As a percentage of the total tax revenues of the states, the
increase has been from 26 per cent to 38.5 per cent during the
same period with most of the states levying tax on raw materials
and other inputs. This should be seen as a reflection of the
country's economic and industrial progress and the inducement it
has given to governments to extend the levy of sales tax on work
contracts, hire purchases and leases. It would have been
surprising if in such a scenario the states did not object to
what they would rightly seem to them to be an effort of the
Centre to impoverish them of their revenues by resorting to the
levy of VAT unless they are fully compensated under the
provisions of tax devolution.
These and other matters are exhaustively discussed in this book.
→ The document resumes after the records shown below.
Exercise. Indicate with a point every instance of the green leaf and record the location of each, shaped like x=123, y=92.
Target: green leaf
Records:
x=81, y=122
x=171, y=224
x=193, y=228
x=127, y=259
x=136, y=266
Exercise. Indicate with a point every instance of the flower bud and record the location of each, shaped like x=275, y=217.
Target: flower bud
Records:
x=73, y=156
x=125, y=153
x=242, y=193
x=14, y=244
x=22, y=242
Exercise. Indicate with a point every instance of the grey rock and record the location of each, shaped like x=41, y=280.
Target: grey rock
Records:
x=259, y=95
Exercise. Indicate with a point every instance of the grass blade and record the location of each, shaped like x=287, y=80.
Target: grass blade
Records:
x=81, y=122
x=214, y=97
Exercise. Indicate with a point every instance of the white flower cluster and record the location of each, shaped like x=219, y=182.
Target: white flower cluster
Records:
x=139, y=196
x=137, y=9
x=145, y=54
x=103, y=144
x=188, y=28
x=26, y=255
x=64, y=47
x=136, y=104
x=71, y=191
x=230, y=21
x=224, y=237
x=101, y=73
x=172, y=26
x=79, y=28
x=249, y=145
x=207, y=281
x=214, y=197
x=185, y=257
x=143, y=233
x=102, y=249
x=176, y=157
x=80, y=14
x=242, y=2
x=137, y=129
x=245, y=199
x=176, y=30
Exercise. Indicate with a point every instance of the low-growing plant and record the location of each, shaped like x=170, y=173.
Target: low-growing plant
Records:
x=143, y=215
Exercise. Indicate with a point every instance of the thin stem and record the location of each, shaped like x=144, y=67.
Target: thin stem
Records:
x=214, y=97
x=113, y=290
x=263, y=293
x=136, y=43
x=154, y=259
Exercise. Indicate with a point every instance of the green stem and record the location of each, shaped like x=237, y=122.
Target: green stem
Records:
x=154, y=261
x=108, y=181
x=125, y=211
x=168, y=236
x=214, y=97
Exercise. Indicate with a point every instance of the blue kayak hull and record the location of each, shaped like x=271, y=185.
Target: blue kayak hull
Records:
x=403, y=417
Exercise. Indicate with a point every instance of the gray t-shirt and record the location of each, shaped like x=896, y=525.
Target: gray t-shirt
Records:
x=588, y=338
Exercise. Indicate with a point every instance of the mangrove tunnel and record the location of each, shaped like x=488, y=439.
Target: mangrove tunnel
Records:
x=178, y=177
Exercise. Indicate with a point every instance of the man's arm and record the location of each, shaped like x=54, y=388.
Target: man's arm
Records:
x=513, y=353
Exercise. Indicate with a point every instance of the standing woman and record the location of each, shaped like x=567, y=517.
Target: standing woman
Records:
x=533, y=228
Attention is drawn in this connection to how matters relating to
the Union excise duties and sales tax were examined in detail
much earlier by the Fourth Finance Commission to invite attention
to how the resort to the VAT could make a justiciable sharing of
the indirect tax sharing even more difficult than it is at
present.
The Commission pointed out quite bluntly that any dilution of
their power relating to sales tax ``would mean a setback to their
efforts for the growth of industry and trade.''
The author examines matters relating to objections about
``alleged administrative and compliance costs associated with the
VAT could lead to larger tax evasion and overstated claims for
tax credit and concerns expressed by trade unions regressively of
the VAT'' raised in Australia. Nevertheless the attractions held
out by the VAT led to its being seen as the ``Mata Hari of the
tax world''. As a broad-based tax measure it holds out the hope
of generating large and buoyant revenue and expands the range of
taxable goods without having any adverse impact on the growth in
production.
To ensure that the VAT lives up to the hopes reposed on it will
require error proof administrative measures. The decision of the
U.S. Government not to resort to the VAT, in spite of its having
been interested in it for many years, and its not being satisfied
with its existing states' retail taxes, arises from its anxiety
not to usurp the powers of sales taxation by the states.
Dr. Gurumurthi also examines the ``origination'' and
``destination'' principles thrown up by questions arising from
whether the VAT should be levied at the point of production or at
the stage of being a finished good. He points out that the origin
principles would introduce production inefficiencies and implies
a certain degree of positive or negative protection of domestic
production for each country depending on its tax rate relating to
its trading partners.
Among the other points examined by the author is the Modified
Value Added Tax (MODVAT) to which increasing attention is now
being given by finance ministers and administrators. He takes
note of the fact that the principle of MODVAT has not appreciably
reduced the complexity of tax administration with the tax rates
still being replete with multiple in their incidence and the
exemptions they provide for.
But the Tax Reforms Committee headed by Dr. Raja Chelliah,
recommended for the extension of the MODVAT at the Centre to most
commodities and the rationalisation of the sales tax system at
the state level. It also recommended the extension of the central
sales tax system to the wholesale stage which should be defined
as traders buying from the manufacturers and selling to other
manufacturers or traders. Among the benefits claimed for the VAT
is that it is ``less distortionary than other forms of
taxation.''
The author's exhaustive study of the VAT does full justice to a
subject which does not lend itself to a facile analysis.